Entanglement and correlation functions of the quantum Motzkin spin-chain
Abstract
We present exact results on the exactly solvable spin chain of Bravyi et al. [Phys. Rev. Lett. 109, 207202 (2012)]. This model is a spin one chain and has a Hamiltonian that is local and translationally invariant in the bulk. It has a unique (frustration free) ground state with an energy gap that is polynomially small in the system's size (2n). The half-chain entanglement entropy of the ground state is 1/2 log n + const.5. Here we first write the Hamiltonian in the standard spin-basis representation.
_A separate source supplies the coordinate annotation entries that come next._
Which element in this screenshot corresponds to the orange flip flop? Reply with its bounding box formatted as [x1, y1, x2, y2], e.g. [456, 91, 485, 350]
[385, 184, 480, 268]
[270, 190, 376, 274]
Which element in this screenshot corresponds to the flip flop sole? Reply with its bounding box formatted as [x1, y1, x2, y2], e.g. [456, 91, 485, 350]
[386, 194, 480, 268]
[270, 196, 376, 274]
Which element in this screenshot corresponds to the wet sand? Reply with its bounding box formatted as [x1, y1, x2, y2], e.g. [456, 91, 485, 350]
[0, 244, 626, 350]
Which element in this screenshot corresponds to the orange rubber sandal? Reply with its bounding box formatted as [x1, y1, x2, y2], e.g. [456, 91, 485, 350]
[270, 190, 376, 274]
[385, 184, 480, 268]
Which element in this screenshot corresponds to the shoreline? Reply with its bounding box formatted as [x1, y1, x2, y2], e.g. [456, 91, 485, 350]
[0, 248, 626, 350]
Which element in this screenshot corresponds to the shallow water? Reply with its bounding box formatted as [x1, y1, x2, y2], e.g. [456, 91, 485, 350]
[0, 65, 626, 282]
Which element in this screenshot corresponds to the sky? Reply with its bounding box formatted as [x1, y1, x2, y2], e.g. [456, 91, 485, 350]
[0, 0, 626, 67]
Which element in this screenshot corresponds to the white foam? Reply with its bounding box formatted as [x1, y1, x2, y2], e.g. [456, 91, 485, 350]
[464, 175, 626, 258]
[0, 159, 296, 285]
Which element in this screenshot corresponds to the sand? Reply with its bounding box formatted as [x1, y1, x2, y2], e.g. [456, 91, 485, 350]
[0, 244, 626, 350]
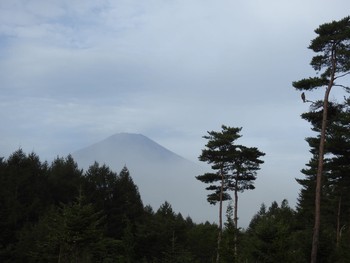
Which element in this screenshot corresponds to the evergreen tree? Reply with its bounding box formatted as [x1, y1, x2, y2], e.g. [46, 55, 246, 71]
[196, 125, 241, 263]
[293, 17, 350, 263]
[297, 100, 350, 259]
[196, 125, 265, 262]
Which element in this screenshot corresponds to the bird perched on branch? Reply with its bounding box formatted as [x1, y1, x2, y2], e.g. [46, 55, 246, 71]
[301, 92, 306, 103]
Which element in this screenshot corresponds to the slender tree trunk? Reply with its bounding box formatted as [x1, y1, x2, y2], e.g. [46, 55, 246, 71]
[233, 180, 238, 260]
[311, 50, 336, 263]
[216, 169, 224, 263]
[337, 196, 341, 247]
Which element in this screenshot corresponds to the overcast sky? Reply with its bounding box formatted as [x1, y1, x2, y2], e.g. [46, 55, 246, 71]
[0, 0, 350, 223]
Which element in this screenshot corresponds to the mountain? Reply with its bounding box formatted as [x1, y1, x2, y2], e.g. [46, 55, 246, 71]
[72, 133, 217, 222]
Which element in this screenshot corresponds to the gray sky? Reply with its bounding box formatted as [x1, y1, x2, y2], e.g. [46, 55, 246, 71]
[0, 0, 350, 223]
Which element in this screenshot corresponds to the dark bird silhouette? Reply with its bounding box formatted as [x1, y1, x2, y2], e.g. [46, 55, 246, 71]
[301, 92, 306, 103]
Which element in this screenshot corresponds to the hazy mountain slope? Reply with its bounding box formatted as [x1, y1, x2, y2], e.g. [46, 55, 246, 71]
[72, 133, 217, 222]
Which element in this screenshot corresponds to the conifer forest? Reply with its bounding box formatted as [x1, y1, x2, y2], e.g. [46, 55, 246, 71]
[0, 17, 350, 263]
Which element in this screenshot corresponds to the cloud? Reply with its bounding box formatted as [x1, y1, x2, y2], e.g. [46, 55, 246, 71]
[0, 0, 350, 224]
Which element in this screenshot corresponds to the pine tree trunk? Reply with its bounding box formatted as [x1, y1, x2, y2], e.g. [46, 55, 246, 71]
[216, 169, 224, 263]
[337, 196, 341, 247]
[311, 50, 335, 263]
[233, 180, 238, 260]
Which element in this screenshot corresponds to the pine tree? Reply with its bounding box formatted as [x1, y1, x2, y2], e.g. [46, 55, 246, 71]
[293, 17, 350, 263]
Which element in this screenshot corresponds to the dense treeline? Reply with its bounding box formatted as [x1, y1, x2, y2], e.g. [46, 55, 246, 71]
[0, 17, 350, 263]
[0, 150, 221, 262]
[0, 117, 350, 263]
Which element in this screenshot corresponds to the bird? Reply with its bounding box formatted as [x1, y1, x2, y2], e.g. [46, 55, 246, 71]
[301, 92, 306, 103]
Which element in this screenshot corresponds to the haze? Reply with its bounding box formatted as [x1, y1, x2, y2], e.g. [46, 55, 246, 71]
[0, 0, 350, 225]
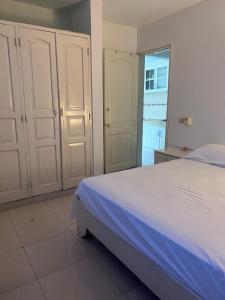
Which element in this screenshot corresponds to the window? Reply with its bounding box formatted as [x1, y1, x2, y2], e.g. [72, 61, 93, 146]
[145, 67, 168, 91]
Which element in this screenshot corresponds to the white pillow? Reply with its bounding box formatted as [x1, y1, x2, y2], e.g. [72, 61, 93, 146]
[185, 144, 225, 168]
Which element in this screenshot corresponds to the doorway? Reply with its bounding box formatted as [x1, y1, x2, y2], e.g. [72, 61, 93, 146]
[142, 48, 171, 166]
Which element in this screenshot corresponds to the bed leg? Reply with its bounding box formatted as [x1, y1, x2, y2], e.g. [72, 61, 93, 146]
[77, 222, 88, 238]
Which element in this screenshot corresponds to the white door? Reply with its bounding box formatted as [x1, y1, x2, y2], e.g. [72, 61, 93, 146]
[56, 34, 91, 189]
[0, 25, 28, 203]
[18, 27, 61, 195]
[104, 50, 139, 173]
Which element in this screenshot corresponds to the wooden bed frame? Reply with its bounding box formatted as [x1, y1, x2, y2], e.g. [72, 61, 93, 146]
[76, 199, 201, 300]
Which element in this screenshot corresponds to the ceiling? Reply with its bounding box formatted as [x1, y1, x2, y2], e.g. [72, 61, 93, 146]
[103, 0, 203, 27]
[14, 0, 82, 9]
[14, 0, 203, 27]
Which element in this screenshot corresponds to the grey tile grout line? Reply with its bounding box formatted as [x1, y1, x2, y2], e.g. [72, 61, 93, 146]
[6, 210, 48, 300]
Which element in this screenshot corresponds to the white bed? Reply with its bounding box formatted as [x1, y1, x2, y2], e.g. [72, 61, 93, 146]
[73, 155, 225, 300]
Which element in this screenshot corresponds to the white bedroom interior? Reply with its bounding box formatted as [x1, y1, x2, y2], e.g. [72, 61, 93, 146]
[0, 0, 225, 300]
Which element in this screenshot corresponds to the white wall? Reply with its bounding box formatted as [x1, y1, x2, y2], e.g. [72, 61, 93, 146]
[138, 0, 225, 148]
[68, 0, 91, 34]
[0, 0, 68, 29]
[103, 21, 137, 53]
[90, 0, 104, 175]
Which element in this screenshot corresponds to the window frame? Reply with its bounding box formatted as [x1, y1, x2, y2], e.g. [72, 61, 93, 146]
[144, 64, 169, 93]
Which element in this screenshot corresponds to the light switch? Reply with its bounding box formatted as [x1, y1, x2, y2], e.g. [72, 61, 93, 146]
[179, 117, 192, 126]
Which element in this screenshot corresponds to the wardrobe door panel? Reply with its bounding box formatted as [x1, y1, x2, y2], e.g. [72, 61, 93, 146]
[56, 34, 91, 189]
[19, 27, 61, 195]
[0, 24, 28, 203]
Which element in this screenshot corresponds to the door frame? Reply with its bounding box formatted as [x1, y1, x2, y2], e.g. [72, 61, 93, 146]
[102, 48, 140, 174]
[137, 44, 174, 167]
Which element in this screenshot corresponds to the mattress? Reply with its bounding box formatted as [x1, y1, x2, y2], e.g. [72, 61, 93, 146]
[73, 159, 225, 300]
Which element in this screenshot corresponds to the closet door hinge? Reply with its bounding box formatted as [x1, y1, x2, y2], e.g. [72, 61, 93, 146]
[14, 37, 21, 47]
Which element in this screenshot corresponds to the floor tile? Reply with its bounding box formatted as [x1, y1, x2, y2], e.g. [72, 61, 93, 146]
[8, 202, 52, 224]
[0, 281, 46, 300]
[25, 232, 89, 278]
[40, 259, 120, 300]
[0, 249, 35, 294]
[57, 212, 77, 233]
[46, 194, 73, 214]
[16, 215, 66, 246]
[0, 212, 21, 254]
[125, 284, 159, 300]
[94, 251, 140, 293]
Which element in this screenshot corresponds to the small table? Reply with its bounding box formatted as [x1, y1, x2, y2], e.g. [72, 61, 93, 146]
[154, 148, 192, 164]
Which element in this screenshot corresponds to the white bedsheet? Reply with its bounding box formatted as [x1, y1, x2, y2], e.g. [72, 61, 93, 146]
[74, 159, 225, 300]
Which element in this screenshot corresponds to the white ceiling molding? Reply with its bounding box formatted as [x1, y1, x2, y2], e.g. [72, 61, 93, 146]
[103, 0, 203, 27]
[13, 0, 82, 9]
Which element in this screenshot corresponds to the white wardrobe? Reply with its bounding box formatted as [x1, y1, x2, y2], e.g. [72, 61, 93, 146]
[0, 22, 91, 203]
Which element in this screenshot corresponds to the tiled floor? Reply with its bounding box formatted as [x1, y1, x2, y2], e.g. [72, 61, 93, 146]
[0, 196, 157, 300]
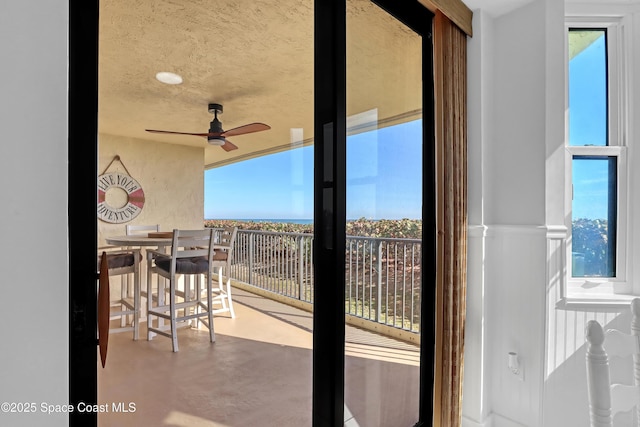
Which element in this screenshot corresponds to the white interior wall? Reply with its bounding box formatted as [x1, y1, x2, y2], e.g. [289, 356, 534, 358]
[0, 0, 69, 426]
[463, 0, 640, 427]
[463, 0, 564, 426]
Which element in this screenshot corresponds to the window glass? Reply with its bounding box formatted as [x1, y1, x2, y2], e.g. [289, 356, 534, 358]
[571, 156, 617, 277]
[569, 29, 608, 146]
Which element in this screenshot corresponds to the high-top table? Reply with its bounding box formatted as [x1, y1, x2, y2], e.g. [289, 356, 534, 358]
[105, 234, 171, 248]
[105, 232, 173, 335]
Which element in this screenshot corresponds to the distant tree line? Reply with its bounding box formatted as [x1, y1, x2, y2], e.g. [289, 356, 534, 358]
[572, 218, 612, 276]
[204, 218, 422, 239]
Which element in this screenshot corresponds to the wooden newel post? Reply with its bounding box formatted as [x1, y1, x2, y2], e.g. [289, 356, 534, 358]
[631, 298, 640, 427]
[586, 320, 613, 427]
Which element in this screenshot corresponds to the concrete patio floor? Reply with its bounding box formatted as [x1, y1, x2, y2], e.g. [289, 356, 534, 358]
[98, 290, 419, 427]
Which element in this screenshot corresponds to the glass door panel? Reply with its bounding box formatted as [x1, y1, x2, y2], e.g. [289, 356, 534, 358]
[345, 0, 423, 427]
[94, 0, 315, 427]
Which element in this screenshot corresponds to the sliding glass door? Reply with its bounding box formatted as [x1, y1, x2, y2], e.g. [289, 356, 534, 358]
[69, 0, 435, 427]
[313, 0, 435, 427]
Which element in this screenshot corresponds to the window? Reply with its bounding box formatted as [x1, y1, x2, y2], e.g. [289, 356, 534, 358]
[566, 20, 630, 292]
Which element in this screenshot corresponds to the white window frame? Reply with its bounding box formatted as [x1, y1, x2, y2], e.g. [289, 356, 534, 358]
[564, 17, 638, 301]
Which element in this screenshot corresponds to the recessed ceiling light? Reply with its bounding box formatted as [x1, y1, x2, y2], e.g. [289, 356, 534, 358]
[156, 71, 182, 85]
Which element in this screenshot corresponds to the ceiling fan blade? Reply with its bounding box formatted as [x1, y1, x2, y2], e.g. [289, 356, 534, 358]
[221, 123, 271, 136]
[221, 139, 238, 151]
[145, 129, 211, 137]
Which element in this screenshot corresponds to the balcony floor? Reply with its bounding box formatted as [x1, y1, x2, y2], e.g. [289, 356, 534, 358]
[98, 290, 419, 427]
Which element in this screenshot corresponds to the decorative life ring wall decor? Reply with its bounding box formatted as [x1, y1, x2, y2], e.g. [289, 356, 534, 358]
[98, 156, 144, 224]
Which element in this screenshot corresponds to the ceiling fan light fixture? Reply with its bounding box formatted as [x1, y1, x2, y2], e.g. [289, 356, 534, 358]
[156, 71, 182, 85]
[207, 136, 226, 145]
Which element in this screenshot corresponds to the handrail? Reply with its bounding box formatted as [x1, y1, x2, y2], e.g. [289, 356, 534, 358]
[218, 229, 422, 332]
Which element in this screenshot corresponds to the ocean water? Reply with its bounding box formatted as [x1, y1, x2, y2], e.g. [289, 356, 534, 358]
[213, 218, 313, 224]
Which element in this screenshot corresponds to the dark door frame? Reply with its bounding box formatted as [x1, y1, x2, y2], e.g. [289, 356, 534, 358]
[68, 0, 436, 427]
[313, 0, 436, 427]
[68, 0, 99, 426]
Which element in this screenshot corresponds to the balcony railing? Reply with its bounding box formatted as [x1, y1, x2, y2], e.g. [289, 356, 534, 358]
[222, 230, 421, 332]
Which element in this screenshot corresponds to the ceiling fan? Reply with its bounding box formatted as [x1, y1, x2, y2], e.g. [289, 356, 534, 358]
[145, 104, 271, 151]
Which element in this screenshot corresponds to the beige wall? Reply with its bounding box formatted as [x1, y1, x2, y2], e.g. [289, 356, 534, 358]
[98, 134, 204, 246]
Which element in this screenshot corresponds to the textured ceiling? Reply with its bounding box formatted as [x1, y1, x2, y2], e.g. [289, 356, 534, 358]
[98, 0, 421, 167]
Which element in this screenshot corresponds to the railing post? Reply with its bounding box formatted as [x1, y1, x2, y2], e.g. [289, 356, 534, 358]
[297, 236, 305, 300]
[249, 233, 255, 285]
[376, 240, 382, 323]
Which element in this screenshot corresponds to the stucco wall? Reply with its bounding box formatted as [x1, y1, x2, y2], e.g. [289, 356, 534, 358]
[98, 134, 204, 245]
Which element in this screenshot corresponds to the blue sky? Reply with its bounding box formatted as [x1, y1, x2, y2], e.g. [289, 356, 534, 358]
[205, 37, 608, 219]
[569, 36, 609, 219]
[205, 120, 422, 219]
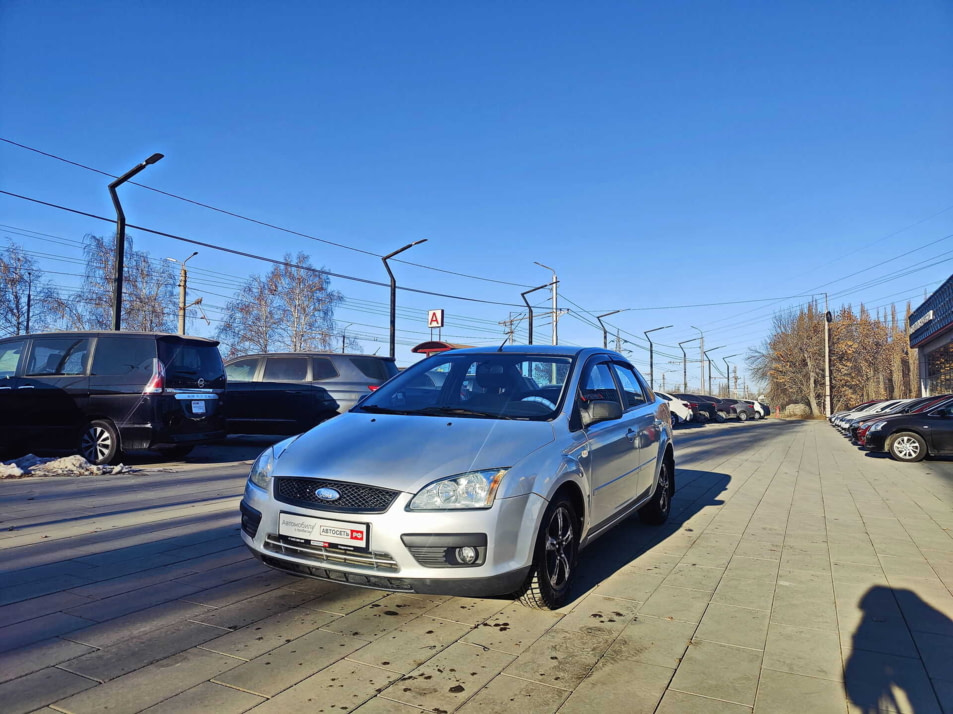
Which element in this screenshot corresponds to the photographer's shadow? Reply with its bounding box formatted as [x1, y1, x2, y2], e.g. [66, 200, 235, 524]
[844, 585, 953, 714]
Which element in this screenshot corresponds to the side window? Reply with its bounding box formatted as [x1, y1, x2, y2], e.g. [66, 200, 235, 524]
[91, 337, 156, 376]
[311, 357, 338, 382]
[262, 357, 308, 382]
[26, 337, 89, 377]
[612, 362, 646, 409]
[0, 340, 26, 378]
[225, 357, 258, 382]
[580, 362, 621, 405]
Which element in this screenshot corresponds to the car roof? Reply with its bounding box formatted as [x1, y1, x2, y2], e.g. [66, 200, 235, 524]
[4, 330, 219, 346]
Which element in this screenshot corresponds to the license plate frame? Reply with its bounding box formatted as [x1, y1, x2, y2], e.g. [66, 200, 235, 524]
[278, 512, 371, 553]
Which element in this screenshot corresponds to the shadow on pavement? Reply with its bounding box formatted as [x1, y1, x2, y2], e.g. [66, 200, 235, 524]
[567, 469, 731, 605]
[844, 585, 953, 714]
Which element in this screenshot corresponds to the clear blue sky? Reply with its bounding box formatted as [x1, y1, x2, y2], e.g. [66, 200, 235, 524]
[0, 0, 953, 385]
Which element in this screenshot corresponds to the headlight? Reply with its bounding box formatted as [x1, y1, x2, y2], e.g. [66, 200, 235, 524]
[407, 469, 507, 511]
[248, 446, 275, 491]
[248, 434, 301, 491]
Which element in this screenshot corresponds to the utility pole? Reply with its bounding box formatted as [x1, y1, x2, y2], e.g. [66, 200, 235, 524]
[26, 270, 33, 335]
[107, 154, 163, 331]
[533, 260, 559, 345]
[678, 338, 705, 392]
[689, 325, 710, 392]
[166, 251, 201, 335]
[642, 325, 671, 389]
[824, 293, 833, 417]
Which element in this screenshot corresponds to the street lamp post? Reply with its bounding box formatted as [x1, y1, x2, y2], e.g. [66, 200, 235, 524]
[520, 283, 549, 344]
[166, 251, 199, 335]
[109, 154, 162, 330]
[689, 325, 705, 391]
[722, 352, 741, 397]
[678, 337, 705, 392]
[702, 345, 725, 396]
[596, 310, 622, 350]
[533, 260, 559, 345]
[642, 325, 671, 389]
[381, 238, 427, 359]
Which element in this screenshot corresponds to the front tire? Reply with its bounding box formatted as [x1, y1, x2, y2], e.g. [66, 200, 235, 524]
[886, 431, 927, 464]
[79, 419, 121, 466]
[639, 461, 672, 526]
[517, 497, 579, 610]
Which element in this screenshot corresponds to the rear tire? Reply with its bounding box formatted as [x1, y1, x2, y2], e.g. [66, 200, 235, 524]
[886, 431, 927, 464]
[516, 496, 579, 610]
[639, 460, 672, 526]
[79, 419, 122, 466]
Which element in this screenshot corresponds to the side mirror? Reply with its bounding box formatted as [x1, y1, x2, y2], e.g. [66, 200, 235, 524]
[580, 399, 622, 427]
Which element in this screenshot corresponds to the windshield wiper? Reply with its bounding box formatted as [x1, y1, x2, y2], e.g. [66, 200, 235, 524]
[407, 407, 515, 419]
[359, 404, 413, 414]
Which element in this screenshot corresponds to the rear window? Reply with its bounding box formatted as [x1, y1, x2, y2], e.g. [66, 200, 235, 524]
[159, 342, 225, 382]
[262, 357, 308, 382]
[348, 357, 397, 382]
[26, 337, 89, 377]
[92, 337, 156, 376]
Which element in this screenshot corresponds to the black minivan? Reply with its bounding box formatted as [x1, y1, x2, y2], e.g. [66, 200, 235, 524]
[0, 332, 226, 464]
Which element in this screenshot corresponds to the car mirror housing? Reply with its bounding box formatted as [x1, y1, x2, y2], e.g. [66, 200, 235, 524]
[581, 399, 622, 427]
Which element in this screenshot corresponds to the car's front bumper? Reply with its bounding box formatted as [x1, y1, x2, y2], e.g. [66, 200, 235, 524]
[241, 484, 547, 597]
We prove that at zero temperature, the magnetization is along the z-direction, i.e., sx = sy = 0 (everywhere on the chain). We then analytically calculate sz and the two-point correlation functions of sz. By analytically diagonalizing the reduced density matrices, we calculate the Schmidt rank, von Neumann, Ŕenyi entanglement entropies for the following: 1. Any partition of the chain into two pieces (not necessarily in the middle) and 2. L consecutive spins centered in the middle. Further, we identify entanglement Hamiltonians (Eqs. (49) and (59)). We prove a small lemma (Lemma (1)) on the combinatorics of lattice paths using the reflection principle to relate and calculate the Motzkin walk "height" to spin expected values. We also calculate the, closely related (scaled), correlation functions of Brownian excursions. The known features of this model are summarized in a table in Sec. I.